Muertes por los arrancones

Impulsados por los "me gusta" de Facebook, los corazones de Instagram y las vistas en YouTube, así como por las peligrosas escenas de las películas 'The Fast and the Furious' y los documentales 'Street Outlaws', las carreras ilegales de autos, también conocidas como arrancones, se han vuelto un creciente problema para las agencias del orden, que en 2016 formaron un equipo especial para meterlos en cintura. Pero no han podido lograr esa meta.

Ni las tragedias, ni los agresivos operativos han detenido a los corredores callejeros, que han llegado a desafiar a los policías bloqueando frente a estos la circulación para competir a su antojo, pintar círculos y levantar humaredas con los neumáticos. Les llaman 'street takeovers' (toma de calles).

Desde el año 2000 al menos 179 personas han muerto en presuntas carreras ilegales en el condado de Los Ángeles, de acuerdo con un análisis del diario Los Angeles Times, el cual advierte que la cifra podría ser más elevada ya que las autoridades no registran con precisión este tipo de incidentes.

La mayoría de las víctimas (47%) han sido corredores de autos y pasajeros (27%), pero también se han llevado por delante a conductores (14%) y peatones (6%) que se cruzaron por su camino y espectadores de esos eventos (5%), según la investigación del mismo diario.
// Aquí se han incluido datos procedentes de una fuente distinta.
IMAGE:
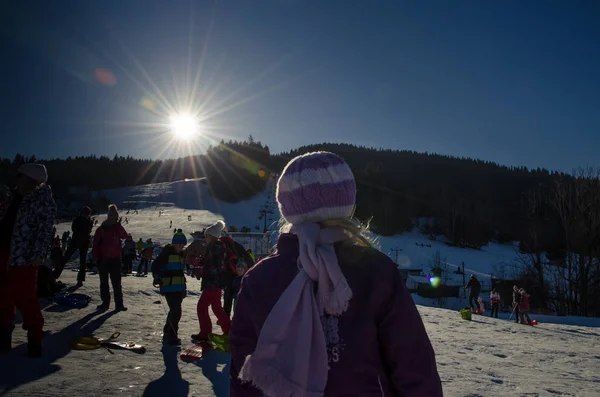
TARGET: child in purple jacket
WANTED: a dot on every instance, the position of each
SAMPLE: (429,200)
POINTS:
(327,314)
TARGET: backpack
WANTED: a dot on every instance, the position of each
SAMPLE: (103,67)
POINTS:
(234,254)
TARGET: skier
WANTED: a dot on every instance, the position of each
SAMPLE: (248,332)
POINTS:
(516,302)
(524,307)
(328,304)
(212,268)
(194,251)
(45,279)
(241,269)
(140,246)
(107,254)
(27,214)
(234,254)
(146,257)
(167,272)
(128,254)
(82,228)
(474,289)
(65,237)
(495,301)
(252,255)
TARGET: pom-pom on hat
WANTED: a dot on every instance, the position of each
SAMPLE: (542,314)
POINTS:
(316,187)
(179,238)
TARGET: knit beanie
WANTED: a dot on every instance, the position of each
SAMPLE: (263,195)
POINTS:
(37,172)
(215,230)
(316,187)
(179,238)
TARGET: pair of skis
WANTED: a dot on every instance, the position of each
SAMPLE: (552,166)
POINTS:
(196,351)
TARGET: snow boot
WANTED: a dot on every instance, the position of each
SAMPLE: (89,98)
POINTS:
(34,350)
(5,341)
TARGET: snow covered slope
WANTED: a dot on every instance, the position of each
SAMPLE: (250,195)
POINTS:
(194,197)
(484,357)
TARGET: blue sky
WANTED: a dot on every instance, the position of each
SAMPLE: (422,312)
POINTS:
(514,82)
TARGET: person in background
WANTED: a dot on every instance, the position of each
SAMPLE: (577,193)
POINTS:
(168,274)
(495,302)
(327,304)
(107,254)
(211,266)
(251,254)
(474,287)
(147,254)
(516,302)
(128,254)
(27,215)
(241,269)
(140,246)
(194,252)
(45,278)
(65,238)
(524,307)
(82,228)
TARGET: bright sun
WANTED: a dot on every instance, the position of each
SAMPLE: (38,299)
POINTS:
(184,126)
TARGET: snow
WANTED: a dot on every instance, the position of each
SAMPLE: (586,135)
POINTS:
(483,357)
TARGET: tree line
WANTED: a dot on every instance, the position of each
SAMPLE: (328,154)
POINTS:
(554,216)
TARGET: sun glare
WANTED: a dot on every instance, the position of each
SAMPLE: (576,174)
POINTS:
(184,126)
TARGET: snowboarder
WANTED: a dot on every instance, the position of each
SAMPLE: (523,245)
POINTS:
(516,302)
(297,330)
(495,302)
(129,248)
(107,254)
(27,214)
(82,228)
(212,268)
(474,289)
(524,307)
(168,274)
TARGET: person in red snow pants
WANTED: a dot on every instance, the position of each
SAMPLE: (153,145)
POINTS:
(211,299)
(18,289)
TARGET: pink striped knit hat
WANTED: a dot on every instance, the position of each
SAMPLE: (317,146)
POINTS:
(316,187)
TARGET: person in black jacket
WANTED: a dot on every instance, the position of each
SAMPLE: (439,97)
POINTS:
(474,289)
(82,228)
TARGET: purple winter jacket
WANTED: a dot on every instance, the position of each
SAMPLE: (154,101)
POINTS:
(378,347)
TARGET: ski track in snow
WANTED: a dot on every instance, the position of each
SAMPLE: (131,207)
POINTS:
(485,357)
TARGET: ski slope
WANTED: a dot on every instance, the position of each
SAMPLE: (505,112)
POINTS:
(484,357)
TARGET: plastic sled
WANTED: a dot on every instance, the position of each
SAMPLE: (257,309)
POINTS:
(93,343)
(195,351)
(74,300)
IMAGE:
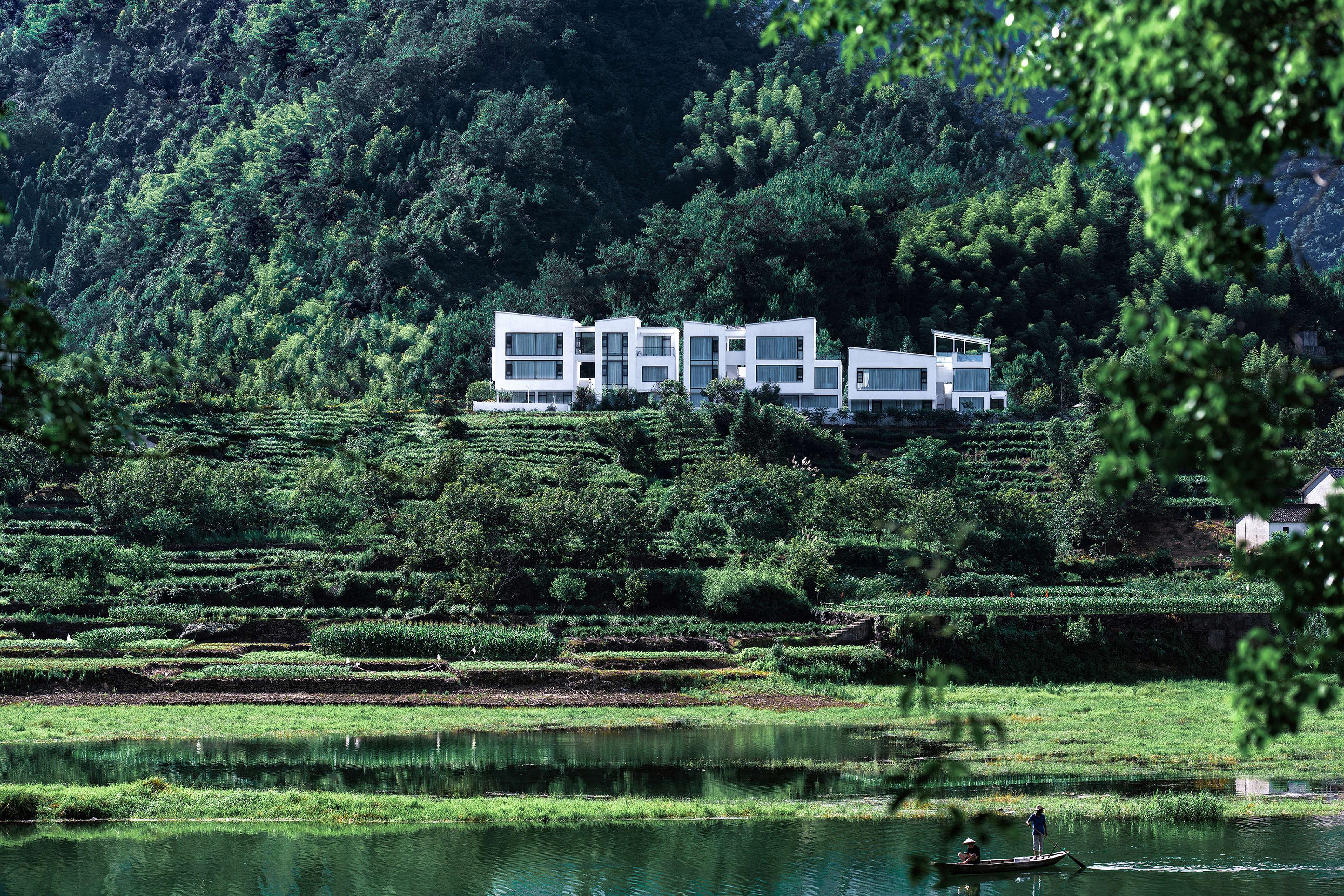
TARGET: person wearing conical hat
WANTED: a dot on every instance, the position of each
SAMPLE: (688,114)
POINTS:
(1038,831)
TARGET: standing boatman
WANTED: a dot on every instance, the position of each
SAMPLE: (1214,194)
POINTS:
(1038,831)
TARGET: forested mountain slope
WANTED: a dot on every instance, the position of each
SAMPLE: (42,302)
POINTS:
(318,201)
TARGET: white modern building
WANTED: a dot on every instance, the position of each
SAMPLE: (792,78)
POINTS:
(1291,519)
(780,352)
(539,362)
(955,378)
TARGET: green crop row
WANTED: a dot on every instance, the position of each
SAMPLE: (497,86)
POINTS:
(1065,605)
(447,641)
(113,639)
(273,671)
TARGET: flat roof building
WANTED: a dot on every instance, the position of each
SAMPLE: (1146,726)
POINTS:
(780,352)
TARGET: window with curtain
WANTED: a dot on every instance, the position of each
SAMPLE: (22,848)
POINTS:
(779,347)
(894,379)
(658,346)
(534,343)
(705,348)
(616,373)
(534,370)
(971,381)
(779,374)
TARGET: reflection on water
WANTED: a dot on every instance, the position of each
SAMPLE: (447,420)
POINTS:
(823,856)
(793,762)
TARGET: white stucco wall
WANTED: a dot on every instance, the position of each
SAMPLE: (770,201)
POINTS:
(1253,531)
(1327,485)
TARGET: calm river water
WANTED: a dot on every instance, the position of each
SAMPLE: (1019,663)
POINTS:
(712,859)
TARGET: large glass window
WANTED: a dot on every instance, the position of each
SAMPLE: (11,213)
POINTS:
(893,379)
(971,381)
(534,370)
(705,348)
(534,343)
(658,347)
(779,374)
(966,350)
(779,347)
(616,373)
(702,374)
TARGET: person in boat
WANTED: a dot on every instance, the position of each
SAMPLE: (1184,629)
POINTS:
(1038,831)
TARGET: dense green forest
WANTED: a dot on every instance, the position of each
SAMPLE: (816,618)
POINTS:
(315,202)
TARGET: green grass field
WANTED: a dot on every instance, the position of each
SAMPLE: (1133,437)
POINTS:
(155,800)
(1175,727)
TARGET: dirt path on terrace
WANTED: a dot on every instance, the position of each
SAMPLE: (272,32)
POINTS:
(73,698)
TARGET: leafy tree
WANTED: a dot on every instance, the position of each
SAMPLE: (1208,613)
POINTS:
(752,594)
(928,464)
(807,563)
(752,509)
(568,589)
(323,501)
(613,528)
(695,530)
(679,426)
(624,433)
(752,432)
(1222,424)
(1230,89)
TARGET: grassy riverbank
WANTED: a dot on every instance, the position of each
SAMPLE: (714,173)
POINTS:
(154,800)
(1077,730)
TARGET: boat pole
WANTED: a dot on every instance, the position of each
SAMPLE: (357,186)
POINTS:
(1067,854)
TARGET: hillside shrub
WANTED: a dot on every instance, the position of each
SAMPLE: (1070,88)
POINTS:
(839,664)
(753,594)
(975,585)
(46,593)
(275,671)
(113,639)
(448,641)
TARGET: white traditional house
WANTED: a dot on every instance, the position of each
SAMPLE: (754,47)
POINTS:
(780,352)
(539,362)
(1291,519)
(881,381)
(956,377)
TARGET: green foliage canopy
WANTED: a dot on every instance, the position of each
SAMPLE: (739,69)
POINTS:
(1205,90)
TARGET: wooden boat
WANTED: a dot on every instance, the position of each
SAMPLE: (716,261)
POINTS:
(1000,865)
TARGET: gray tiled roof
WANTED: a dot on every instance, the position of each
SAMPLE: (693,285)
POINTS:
(1293,512)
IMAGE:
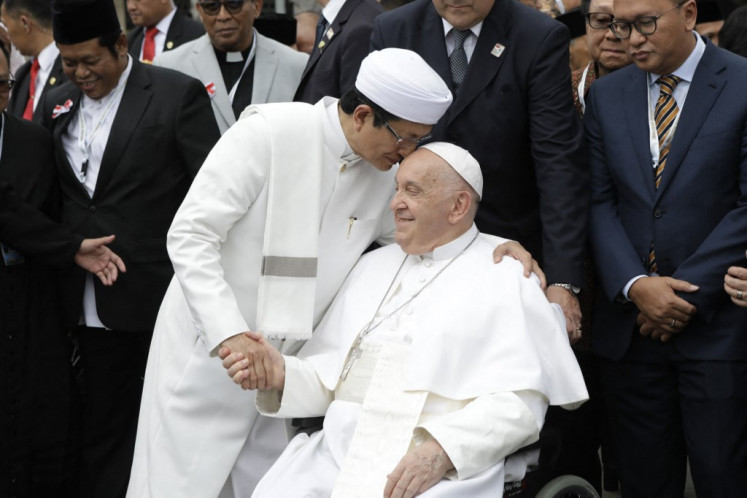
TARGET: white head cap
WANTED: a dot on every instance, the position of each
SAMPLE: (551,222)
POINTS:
(402,83)
(461,161)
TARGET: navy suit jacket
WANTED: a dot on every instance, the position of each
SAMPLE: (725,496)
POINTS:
(698,215)
(332,70)
(162,132)
(515,114)
(181,30)
(20,95)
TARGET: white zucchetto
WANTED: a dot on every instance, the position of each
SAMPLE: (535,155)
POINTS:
(460,161)
(402,83)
Esa estadística, que abarca hasta marzo de este año, no incluyó a Dominick González, de 6 años, ni a su hermanito Antonio, de 8, quienes el pasado 15 de mayo perdieron la vida en la ciudad de Perris cuando un vehículo que participaba en un arrancón se impactó de frente contra el auto en el que estos viajaban. Los niños habían salido de su primaria y se dirigían a su casa, pero nunca llegaron.

Tras los clubes problemáticos



El sábado por la noche, el estacionamiento de una plaza comercial parecía un corral de toros de lidia. "Respeten el lugar", pedía la convocatoria en línea, pero algunos aceleraban sus motores y "quemaban llanta" a pesar de que trataban de calmarlos a gritos y silbidos. Es como si trataran de contener su furia como cuando un toro va a salir al ruedo. La mayoría de los que acudieron eran hombres hispanos de unos 20 y 30 años.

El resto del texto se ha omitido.